После 1914 года люди русские узнали, конечно, истинную «немецкую науку». Мелкопоместные поклонники Гёте; восторженные вагнерианцы из столичной богемы; бледные, как Вертер, коллежские асессоры и мрачные студентики с томиками Шопенгауэра под мышкой — все они, надев военные мундиры и гимнастерки, попробовали крупповской стали.[52]
А как русские интеллигенты аплодировали Шопенгауэру! «Шопенгауэр, почитавший за благо непоявление на свет, провозгласил ненависть к женщинам, ибо они не хотят пресечь страдания человечества, не хотят «перестать родить»… Под понятием «человек» Шопенгауэр подразумевал по преимуществу мужчину, в то время как женщине отводил место животного существа, само строение тела которого требует перемещения на четырех конечностях» [5–2]. Не знали поклонники мыслителя: вслед за отвлеченной идеей вместе с оккупационными войсками придет в Россию человек дела, штурмбаннфюрер СС доктор Рудин. И что проблема стерилизация будет касаться только местного населения.

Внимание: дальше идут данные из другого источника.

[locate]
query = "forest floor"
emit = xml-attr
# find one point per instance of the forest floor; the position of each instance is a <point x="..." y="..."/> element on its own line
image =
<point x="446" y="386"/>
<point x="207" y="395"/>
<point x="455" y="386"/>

А как у нас рукоплескали словам Ницше: человек есть нечто, что должно превзойти! Сильно сказано! Новое разумное существо якобы должно перейти в более высокое качество. И стать моральным без морали. Итак, человек превращается в сверхчеловека (уберменша). Сам философ писал: «Я угадываю, вы бы назвали моего сверхчеловека — дьяволом».[53]
Что же подсказывала мораль (или уже ее отсутствие) самому Ницше, больному на голову сифилитику? Философ, отец которого скончался от размягчения мозга, ратовал за уничтожение всех «неполноценных». Можно сказать, был теоретиком эвтаназии. «Больной — паразит общества, — писал он. — В известном состоянии неприлично продолжать жить… Создать новую ответственность, ответственность врача, для всех случаев, где высший интерес к жизни, восходящей жизни, требует беспощадного подавления и устранения вырождающейся жизни…»
Естественно, себя, лихорадочно записывая эти «озарения», Ницше вырожденцем не считал. А его поклонники в далекой России не ведали: пройдут десятилетия, и в вырожденцы, подлежащие ликвидации, запишут их детей и внуков — только потому, что они относятся к «неполноценным» славянам.